Algumas pessoas são intensas como um Tango Argentino. Para essas pessoas, existir é um ato de força, de pegada. Elas não fazem as coisas para serem mais uma. Tudo delas é muito, e pouco é nada. E assim foi meu avô.
Foi um ritmo sem igual. Foi a mais bela das histórias que poderiam ser contadas, ou cantadas.
Romântico como só ele. Era amor e dor. O tango é tudo isso. Meu avô também foi.
Hoje tem o último show.
A orquestra já entrou no salão. Todos estão sentados. O violinista está pronto. O baixista bebe um conhaque. Todos aguardam a última dança.
Mas esse Tango é diferente. É sem igual. O cantor é ao mesmo tempo dançarino.
Não me perguntem como ele faz isso. Eu nunca entendi. Você nunca entenderá.
E então o cantor-dançarino chega. Ele é o mais chique de todos. Nunca aceitou que fosse diferente. Ele pede para amiga da banda servir um cálice de Vinho do Porto. Ele não pode começar sem esse cálice. Ele bebe tudo num gole só. Bate o cálice na mesa e diz que quer mais um. Brinca que o cálice é muito pequeno - precisa de um maior.
Ele arruma sua gravata. Passa o pente em seus cabelos. A plateia sabe que aquela é a última vez que ele cantará, mas ninguém ali se sente triste. O tango não deve durar para sempre. Ele só é bonito quando tocado uma única vez.
Aprenda: ele só é bonito quando tocado uma única vez.
Ele procura a donzela que ele guiará. Não a encontra. Teria ela faltado ao seu último show?! Como poderia?!
Aguardou um pouco mais. A banda tocou umas três músicas. A ordem era esperar a donzela.
"É, parece que ela não veio", pensou ele. Então, vou começar assim mesmo.
Mas ele decide tomar mais um cálice. Afinal, aquelas taças eram tão pequenas... Ele precisava de uma maior.
E nesse momento, no último gole, ele a vê. Ela chega linda. Atrasada, pois ela também não aceitaria que não fosse a mais bela.
Ele treme. Ela é o amor da vida dele. Todos no salão sabiam disso.
Então, a banda toca. Começam os primeiros versos do que seria seu último show.
O cantor-dançarino segura a donzela. Encosta seu rosto no dela. Passa seu braço ao redor e diz que vai guiá-la.
Mas ela diz que não. Ele se assusta. Ele não entende.
A Donzela diz que ela é quem veio pra guiá-lo. Pede pra que ele se despeça da plateia. É hora daquele tango acabar.
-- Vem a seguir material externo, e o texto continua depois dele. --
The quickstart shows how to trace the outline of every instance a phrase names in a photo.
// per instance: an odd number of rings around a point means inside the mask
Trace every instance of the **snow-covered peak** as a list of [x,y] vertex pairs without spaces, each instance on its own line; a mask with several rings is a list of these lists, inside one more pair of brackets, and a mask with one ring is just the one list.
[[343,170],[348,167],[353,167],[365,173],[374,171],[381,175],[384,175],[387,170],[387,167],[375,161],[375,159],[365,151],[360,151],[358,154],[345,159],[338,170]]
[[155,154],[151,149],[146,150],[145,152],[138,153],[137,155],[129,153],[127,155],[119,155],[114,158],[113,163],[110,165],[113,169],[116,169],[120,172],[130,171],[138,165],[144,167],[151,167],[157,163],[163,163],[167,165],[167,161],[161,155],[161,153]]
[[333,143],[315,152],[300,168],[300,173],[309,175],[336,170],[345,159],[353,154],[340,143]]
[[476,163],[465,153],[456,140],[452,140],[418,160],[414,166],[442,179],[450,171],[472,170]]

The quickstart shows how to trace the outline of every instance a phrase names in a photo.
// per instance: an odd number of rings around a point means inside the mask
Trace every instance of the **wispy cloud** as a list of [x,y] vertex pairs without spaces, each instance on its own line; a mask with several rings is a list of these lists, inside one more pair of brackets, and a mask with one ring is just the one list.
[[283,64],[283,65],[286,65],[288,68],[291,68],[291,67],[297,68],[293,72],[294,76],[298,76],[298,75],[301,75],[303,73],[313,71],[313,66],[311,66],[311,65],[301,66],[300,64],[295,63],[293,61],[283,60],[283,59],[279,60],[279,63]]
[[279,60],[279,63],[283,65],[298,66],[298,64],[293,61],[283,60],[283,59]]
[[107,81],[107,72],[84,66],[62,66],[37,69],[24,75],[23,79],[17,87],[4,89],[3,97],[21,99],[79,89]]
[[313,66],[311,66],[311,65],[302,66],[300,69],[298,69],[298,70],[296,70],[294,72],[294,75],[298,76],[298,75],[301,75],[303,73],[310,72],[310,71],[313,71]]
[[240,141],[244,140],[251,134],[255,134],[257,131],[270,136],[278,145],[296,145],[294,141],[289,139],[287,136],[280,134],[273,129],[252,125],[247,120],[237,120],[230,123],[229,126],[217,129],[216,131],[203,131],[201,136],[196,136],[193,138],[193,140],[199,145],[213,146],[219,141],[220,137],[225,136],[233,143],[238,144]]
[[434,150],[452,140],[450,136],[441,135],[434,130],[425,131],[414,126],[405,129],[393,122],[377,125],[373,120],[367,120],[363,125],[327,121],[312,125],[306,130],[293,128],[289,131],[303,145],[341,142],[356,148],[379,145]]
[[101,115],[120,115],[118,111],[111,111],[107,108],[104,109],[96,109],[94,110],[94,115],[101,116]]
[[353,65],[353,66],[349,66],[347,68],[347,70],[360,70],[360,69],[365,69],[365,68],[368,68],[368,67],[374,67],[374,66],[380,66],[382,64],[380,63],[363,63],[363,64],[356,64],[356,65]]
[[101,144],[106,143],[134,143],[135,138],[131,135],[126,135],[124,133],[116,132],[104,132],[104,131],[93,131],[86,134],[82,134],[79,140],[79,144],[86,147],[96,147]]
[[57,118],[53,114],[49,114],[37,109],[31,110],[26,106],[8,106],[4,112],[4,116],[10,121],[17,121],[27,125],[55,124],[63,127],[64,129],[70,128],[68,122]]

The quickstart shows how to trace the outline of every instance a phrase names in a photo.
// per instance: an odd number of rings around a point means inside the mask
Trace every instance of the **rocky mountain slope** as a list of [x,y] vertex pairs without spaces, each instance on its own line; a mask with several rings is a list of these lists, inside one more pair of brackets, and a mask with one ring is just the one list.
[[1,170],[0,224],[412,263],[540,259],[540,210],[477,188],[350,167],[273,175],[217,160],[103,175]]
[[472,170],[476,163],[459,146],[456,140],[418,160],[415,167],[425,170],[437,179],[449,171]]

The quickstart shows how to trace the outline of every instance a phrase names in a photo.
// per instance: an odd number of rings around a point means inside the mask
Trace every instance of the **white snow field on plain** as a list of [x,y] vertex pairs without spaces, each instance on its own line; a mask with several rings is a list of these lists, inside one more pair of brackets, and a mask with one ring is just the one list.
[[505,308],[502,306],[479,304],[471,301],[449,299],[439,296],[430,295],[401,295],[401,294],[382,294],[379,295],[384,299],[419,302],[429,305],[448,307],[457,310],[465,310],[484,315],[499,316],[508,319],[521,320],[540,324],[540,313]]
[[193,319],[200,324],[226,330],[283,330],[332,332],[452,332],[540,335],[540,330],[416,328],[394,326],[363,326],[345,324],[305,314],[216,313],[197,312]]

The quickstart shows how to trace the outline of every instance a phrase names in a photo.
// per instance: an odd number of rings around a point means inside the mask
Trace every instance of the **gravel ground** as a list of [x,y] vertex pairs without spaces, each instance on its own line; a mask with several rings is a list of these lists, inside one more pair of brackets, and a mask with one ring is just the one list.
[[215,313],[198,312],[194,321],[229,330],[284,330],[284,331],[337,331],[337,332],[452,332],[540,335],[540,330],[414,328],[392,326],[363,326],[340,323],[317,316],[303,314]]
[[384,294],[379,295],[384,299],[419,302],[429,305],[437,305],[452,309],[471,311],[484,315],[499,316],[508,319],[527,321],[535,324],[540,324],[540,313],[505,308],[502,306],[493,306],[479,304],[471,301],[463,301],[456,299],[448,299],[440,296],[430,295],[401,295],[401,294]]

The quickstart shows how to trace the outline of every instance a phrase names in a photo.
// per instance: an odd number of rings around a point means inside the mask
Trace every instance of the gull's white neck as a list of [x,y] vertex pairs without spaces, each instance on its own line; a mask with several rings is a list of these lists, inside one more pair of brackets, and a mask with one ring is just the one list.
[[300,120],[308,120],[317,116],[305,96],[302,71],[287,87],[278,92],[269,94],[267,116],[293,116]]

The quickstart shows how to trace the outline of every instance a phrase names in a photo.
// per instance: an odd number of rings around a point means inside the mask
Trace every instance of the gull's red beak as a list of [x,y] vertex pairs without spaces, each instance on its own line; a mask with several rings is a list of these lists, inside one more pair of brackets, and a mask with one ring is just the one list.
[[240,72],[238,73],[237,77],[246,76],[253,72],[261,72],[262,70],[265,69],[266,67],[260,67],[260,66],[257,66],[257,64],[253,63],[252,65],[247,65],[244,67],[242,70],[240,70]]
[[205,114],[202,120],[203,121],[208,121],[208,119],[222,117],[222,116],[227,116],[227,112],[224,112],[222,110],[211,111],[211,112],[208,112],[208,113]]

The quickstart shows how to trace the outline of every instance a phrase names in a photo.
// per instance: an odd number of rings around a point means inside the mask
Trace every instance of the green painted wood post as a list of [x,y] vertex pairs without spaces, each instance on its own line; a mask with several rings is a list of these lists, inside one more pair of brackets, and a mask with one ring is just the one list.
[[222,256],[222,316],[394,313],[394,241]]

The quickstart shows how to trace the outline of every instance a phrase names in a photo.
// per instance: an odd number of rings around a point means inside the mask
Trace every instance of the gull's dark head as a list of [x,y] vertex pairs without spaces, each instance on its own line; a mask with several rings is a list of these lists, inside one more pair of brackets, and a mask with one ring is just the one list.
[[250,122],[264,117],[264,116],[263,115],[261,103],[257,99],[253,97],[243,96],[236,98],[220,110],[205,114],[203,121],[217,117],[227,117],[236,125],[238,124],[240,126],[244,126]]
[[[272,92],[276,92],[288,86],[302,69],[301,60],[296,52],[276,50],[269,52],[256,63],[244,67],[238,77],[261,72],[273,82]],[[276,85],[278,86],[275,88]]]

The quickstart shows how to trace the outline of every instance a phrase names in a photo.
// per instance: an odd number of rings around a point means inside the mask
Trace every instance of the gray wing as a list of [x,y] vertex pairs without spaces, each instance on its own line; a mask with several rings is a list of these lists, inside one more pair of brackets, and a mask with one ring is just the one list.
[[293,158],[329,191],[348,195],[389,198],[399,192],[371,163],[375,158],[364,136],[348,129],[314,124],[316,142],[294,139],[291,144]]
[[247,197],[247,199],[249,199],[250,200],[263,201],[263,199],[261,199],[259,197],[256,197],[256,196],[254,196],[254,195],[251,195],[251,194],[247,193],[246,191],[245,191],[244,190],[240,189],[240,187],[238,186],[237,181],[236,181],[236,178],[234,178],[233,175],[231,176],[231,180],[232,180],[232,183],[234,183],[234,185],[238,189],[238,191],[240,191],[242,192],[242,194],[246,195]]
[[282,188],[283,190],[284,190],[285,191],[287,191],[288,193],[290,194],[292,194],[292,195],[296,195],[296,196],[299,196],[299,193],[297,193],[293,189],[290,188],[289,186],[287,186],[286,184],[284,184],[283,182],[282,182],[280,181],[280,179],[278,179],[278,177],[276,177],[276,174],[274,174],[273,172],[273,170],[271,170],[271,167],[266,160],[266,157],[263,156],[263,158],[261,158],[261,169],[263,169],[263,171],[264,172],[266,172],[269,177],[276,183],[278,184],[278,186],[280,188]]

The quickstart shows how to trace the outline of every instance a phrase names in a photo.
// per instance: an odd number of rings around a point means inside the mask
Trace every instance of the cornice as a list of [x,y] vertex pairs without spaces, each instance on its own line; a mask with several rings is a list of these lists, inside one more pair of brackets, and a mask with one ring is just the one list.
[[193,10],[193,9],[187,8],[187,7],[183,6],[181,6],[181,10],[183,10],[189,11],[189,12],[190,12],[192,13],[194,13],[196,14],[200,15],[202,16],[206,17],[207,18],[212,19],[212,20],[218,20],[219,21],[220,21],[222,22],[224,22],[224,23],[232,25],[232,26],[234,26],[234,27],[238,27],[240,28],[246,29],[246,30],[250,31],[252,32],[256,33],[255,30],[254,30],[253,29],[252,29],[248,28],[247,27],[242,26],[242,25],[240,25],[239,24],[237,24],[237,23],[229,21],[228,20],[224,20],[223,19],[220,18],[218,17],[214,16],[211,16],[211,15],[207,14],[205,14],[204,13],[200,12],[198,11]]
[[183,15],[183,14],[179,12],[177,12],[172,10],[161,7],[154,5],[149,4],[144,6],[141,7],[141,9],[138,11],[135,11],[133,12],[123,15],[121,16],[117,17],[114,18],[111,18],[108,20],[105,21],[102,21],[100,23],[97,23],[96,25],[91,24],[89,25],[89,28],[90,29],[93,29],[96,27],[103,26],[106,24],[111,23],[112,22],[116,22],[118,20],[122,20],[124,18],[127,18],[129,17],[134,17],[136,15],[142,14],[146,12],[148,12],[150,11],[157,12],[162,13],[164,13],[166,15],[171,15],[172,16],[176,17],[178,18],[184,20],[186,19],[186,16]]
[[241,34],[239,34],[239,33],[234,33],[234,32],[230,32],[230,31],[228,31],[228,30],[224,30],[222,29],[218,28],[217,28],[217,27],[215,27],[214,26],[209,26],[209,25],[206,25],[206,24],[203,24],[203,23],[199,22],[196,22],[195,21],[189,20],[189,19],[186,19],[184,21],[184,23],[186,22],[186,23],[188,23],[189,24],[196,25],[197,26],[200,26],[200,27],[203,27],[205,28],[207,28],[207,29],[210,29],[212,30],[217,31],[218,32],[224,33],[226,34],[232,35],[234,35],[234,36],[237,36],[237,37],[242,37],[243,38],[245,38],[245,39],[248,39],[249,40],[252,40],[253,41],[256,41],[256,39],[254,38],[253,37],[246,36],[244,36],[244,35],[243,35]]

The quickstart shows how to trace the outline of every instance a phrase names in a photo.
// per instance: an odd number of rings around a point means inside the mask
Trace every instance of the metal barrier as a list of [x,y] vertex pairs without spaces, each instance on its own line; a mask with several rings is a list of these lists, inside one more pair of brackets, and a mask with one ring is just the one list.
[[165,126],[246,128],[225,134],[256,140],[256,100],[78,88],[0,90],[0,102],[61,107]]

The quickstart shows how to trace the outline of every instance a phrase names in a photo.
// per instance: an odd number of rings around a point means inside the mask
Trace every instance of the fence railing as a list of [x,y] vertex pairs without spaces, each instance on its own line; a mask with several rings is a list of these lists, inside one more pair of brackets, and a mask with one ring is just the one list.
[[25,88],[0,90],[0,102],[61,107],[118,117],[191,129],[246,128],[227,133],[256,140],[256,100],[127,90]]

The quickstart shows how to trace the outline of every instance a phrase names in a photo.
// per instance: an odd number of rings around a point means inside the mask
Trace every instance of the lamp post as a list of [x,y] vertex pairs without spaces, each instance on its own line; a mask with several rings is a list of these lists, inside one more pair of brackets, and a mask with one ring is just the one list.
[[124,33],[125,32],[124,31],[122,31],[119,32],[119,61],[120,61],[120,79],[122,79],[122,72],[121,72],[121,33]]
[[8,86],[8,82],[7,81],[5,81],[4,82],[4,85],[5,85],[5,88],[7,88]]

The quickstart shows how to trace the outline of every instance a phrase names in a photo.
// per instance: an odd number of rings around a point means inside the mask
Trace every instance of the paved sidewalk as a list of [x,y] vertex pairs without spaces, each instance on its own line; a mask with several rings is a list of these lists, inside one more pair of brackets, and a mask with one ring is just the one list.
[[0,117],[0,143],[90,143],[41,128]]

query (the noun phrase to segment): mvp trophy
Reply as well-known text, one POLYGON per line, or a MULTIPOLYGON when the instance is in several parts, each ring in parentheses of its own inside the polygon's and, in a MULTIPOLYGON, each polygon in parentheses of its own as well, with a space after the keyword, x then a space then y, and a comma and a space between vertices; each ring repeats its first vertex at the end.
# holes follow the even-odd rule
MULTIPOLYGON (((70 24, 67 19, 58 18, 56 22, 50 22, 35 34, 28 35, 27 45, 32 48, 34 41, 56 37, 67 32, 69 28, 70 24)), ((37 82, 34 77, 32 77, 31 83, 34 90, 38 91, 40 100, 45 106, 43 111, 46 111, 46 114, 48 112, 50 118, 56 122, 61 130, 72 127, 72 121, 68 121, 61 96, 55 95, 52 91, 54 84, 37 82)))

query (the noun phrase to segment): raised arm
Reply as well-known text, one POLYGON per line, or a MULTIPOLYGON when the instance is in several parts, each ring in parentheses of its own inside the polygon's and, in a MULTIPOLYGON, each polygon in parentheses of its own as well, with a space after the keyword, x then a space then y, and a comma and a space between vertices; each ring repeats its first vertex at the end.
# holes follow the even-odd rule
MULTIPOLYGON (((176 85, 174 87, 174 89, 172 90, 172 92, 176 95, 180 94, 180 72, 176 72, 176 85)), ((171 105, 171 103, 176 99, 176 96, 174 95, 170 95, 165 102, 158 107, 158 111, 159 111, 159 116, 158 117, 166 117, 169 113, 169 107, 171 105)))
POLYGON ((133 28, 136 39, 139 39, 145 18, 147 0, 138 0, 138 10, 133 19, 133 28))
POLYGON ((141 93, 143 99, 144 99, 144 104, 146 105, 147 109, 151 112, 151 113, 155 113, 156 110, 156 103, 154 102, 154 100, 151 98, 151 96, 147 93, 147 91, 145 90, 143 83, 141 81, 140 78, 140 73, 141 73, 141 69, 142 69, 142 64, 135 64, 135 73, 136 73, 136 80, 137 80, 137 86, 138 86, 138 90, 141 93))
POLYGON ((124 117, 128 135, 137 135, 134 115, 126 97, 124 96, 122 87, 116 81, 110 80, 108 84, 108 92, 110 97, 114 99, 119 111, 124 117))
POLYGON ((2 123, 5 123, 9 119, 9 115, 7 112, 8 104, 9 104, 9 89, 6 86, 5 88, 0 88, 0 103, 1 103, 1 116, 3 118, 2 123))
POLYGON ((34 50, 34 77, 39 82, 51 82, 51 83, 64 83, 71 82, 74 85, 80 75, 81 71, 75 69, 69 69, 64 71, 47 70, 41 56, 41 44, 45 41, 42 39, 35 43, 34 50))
Ele não se despede. Ele apenas os olha. Todos entendem. Ele não precisava dizer adeus.
A banda para e ele sorri para cada um que ali está. A donzela o chama, "Vamos, Ribamar! Está na hora!". Ele olha para ela, olha uma última vez para o público e fala: "Estou indo Didi!".
Acabou o Tango.
Gardel cantou o mais belo dos Tangos Argentinos.
Mas foram meus avós que dançaram o mais intenso.
Wdson Bruno Carvalho Cunha, 11 de fevereiro de 2014.